Monday, May 24, 2010

Patanjali

This weekend was tough. In teacher training, we were discussing the yoga Sutras of Patanjali, which were probably written three or four thousand years ago. We used the version with commentary by Swami Satchidananda; commentary is very important, because the sutras are extremely short. The purpose of the sutras is basically to explain what yoga is, and how to use it to attain samadhi (or liberation from the current human state without having to be reborn a zillion times).
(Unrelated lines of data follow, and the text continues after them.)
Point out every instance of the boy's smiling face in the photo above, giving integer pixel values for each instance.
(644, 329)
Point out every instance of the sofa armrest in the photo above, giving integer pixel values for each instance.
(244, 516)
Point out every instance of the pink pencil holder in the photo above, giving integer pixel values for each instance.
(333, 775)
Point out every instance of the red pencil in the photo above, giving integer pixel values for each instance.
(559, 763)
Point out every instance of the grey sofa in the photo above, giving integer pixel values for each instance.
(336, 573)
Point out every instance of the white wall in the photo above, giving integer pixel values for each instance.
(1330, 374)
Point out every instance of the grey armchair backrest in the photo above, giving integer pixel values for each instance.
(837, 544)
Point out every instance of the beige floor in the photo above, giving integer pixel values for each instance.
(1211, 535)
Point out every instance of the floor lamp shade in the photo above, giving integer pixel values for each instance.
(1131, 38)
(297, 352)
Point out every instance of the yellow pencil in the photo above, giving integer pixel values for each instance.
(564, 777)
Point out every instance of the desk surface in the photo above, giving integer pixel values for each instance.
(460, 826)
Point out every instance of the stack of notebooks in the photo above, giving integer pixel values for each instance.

So much of the first book made so much sense to me, but was still really troubling. Patanjali says that nothing that we can see, hear, smell, touch, or taste is real, and his rule of thumb is that if it changes, it's an illusion. This seems to be exactly what Descartes was going for in his First Meditation, except Patanjali takes it further. Everything changes except the inner self. And he says there's a self so far in there that it doesn't change- rather, the purpose of life is the building up of this inner self, and the bliss of samadhi is when that self gets to join with all the other inner selves who have achieved samadhi, and that joining is god. Phew. The first book also says that things in life that seem at first pleasurable often are actually painful. Well, yeah. You love someone, you get married, and eventually it will be painful for one partner to lose the other partner, and that's best case scenario. When people are too attached, he says, even when things are going well you're scared that they won't be tomorrow. How do you deal with this pain and at the same time get close to your true self? Non-attachment.

So, non-attachment to stuff I can understand. When my bike got stolen last summer I realized how attached I'd become to it, and it hurt when it was taken away. Stuff just isn't worth being attached to because it's all temporary. But Patanjali says to avoid attaching to people as well, both to avoid pain and to avoid clinging to this life. This, I'm having problems with.

One of the other teacher trainees (who is a beautiful, very enlightened woman) said that she thinks of it like this: if she would experience a crushing amount of grief on the loss of a person in her life, then maybe she is stifling the growth and life of that person. So, holding them too close. Smothering them with her attachment.

Our guru was careful to point out that non-attachment doesn't mean indifference. I'm struggling to find the meaning of it for myself, though. I'm not sure if this is an attitude I want to adopt or even want to think about too much, but I feel like it's something that I need to consider, especially given how scared I've been over the last year that something would happen to the hubby.